After filling out all the documents, Pirola signed up for Citizenship Preparation classes at the MAPS Somerville office – but couldn’t attend them!

“I have a night job making deliveries for a sandwich shop, and I couldn’t find anyone to replace me on the nights I had classes,” he said.

That didn’t make him give up on learning American History, Civics and English for Speakers of Other Languages (ESOL). So as soon as another class started, Pirola was quick to enroll.

“Our instructor, Eduarda Alves, was amazing! She answered all my questions and made me feel so confident. If I hadn’t taken these classes, I wouldn’t have been able to make it and pass the test,” said the new American citizen.

Pirola was sworn in soon after, and has already referred a friend to seek citizenship application assistance and classes at MAPS!

Maria Matos

Maria Matos, who supervises the MAPS Immigrant Integration Services Programs, recalls a Brazilian family she helped when they fell five months behind in their rent. The landlord called Maria, hoping to avoid evicting them. It turned out that their daughter was very ill and, due to her constant care, both parents were not working.

“After informing the landlord of what this family was going through, he decided not to go through with the eviction. Instead, he just wanted me to keep him informed of the client’s situation and assistance if any that the family could receive,” says Maria, who also helped the family get assistance from Catholic Charities, the Somerville Homeless Coalition, Family to Family and other community organizations to get them through the crisis.

“The sadness of this success story is that their daughter passed away,” she adds. “It has been very hard for the parents to cope with their loss, but they are so thankful for everything that the city of Somerville has done for them. It only took a phone call to make a difference to this family’s housing situation. To me, that is very rewarding.”

Our Domestic Violence and Sexual Assault case workers face many challenges every day, helping struggling clients to overcome the abuse they’ve suffered and to start a new, safe life. It’s a very difficult and demanding task, but also extremely necessary and rewarding. Every single life we are able to save is a tremendous victory.

Writing straight from the heart, one former client expressed how important MAPS had been to her, and how much her life has changed since she found us.

“I owe you so much for helping me overcome the obstacles I was facing,” she said. “The support group was fundamental to my recovery because that was when I learned to leave the abuses in the past and start living in the present.

“You were always by my side. I will never forget your support. I walked into your office that day and my life had never been the same ever since. I pray to God to keep on giving you the wisdom to help those women that come to you in despair, so that they will find the words of comfort you had always had for me. Maybe you don’t know how much better you make us all feel.”

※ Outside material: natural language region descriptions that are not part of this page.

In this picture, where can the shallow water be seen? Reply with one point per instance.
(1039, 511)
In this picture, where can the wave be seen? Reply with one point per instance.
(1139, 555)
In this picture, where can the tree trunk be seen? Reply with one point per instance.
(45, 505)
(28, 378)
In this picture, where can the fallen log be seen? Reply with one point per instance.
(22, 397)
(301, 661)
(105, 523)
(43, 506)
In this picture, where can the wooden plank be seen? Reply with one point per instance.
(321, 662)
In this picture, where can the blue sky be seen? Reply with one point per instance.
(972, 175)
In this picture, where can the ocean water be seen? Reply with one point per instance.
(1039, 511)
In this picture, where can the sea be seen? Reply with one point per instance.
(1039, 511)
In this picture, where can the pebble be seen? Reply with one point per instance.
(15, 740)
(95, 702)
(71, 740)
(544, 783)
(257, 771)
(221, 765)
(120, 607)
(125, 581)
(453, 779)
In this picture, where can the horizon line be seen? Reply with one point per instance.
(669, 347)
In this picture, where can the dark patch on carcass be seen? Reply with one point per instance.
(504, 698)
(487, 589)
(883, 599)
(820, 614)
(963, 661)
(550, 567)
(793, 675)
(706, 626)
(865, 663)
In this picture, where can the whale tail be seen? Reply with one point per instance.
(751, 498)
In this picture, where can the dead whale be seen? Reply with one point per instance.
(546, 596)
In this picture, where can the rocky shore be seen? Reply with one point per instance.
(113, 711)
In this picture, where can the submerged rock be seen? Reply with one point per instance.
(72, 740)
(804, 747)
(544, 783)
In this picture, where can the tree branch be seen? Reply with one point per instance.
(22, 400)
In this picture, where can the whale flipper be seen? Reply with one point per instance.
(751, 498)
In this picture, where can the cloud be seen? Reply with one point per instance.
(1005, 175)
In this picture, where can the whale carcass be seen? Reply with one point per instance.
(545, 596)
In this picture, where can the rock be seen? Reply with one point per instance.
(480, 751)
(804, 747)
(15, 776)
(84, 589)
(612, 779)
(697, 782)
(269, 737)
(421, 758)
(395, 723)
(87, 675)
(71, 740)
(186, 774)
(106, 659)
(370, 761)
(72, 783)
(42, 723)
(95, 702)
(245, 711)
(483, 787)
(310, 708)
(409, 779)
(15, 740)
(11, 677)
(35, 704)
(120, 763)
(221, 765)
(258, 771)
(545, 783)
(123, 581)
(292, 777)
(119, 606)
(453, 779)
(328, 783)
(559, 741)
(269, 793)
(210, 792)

A candlelight vigil for domestic violence victims and survivors

One day a desperate young woman arrived at the MAPS Lowell office. A Portuguese-speaking immigrant with a small baby, medical problems, no job and no work authorization, she had recently separated from her abusive American husband. The Alien Relative immigration petition her husband had filed for her was denied by immigration authorities because she missed an interview while in the hospital and sent information about her changed living situation to the wrong INS address. She faced possible deportation in addition to her other problems.

The Lowell Immigrant Integration Services Case Worker, along with a local Portuguese-speaking attorney, immediately set to work straightening out the client’s immigration status. She also helped the woman set up medical appointments, get Food Stamps for her baby, and connect with other services. Both mother and child began to thrive. The government approved the client’s petition for legal residency, clearing the way for her to get a job and start her new life in the US.